Incompletely coiled aneurysms are known to rupture and it is assumed, although with no long term data as yet, that completely coiled aneurysms do not rupture. No patient currently under surveillance has had an intracranial haemorrhage.

The long term protection of patients is a vital component of effective treatment. Further follow up of this cohort of patients and the results of the International Subarachnoid Aneurysm Trial (ISAT) will be critical to the future justification of embolisation as a valid treatment method.
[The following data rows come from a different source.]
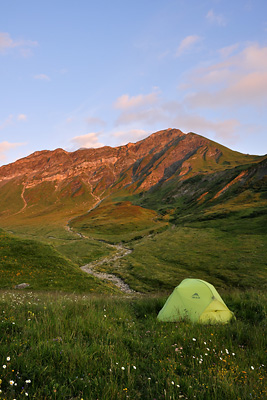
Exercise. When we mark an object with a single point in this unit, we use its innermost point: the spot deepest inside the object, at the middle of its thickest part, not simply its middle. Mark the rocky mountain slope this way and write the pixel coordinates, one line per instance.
(157, 172)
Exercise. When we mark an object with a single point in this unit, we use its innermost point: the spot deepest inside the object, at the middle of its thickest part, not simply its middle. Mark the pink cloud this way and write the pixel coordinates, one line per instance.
(187, 43)
(90, 140)
(126, 102)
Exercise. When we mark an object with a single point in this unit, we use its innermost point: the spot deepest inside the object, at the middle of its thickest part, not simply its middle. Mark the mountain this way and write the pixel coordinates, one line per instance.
(169, 170)
(152, 213)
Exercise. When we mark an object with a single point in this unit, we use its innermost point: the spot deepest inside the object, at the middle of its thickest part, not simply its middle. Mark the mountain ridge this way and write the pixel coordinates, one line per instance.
(166, 161)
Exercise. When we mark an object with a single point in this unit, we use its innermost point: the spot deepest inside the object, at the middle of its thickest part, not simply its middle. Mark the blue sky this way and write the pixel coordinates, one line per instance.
(85, 73)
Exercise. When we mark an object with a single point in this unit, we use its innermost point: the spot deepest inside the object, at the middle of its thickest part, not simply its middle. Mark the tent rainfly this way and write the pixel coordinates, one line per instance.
(197, 301)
Our treatment policy for unruptured aneurysms has been influenced by the results of the ISUIA study, despite our good results. We will rarely treat unruptured aneurysms unless they are symptomatic, have a risk of rupture of at least 1% a year, or the patient requests treatment. In this case, our study will provide a useful guide to expected procedure related morbidity and mortality in our unit. If a decision is taken not to treat a given aneurysm, follow up with angiography or high quality non-invasive imaging is advocated to assess changes that will influence the future risk of rupture.

The management policy now pursued is in line with the recommendations recently published by the American Heart Association40 on the management of patients with unruptured aneurysms. In any given case, the decision making process will also be affected by coexisting medical conditions, individually assessed treatment risk, and patient wishes.


There will remain continuing controversy regarding the optimal management of unruptured aneurysms. However, we think that treatment of these lesions is justified if the following conditions are met.

  • That treatment related mortality and morbidity remains low.

  • The patient is young with a reasonable life expectancy.

  • The annual rupture risk of unruptured aneurysms is at least 1%.

An increasing body of evidence in the literature supports the clinical safety of endovascular aneurysm therapy. However, the ultimate goal of endovascular treatment of both ruptured and unruptured aneurysms is to provide lifelong protection. Continuing clinical and radiological follow up of these patients and the results of the ISAT trial will be crucial factors in justifying this approach to treatment in the future.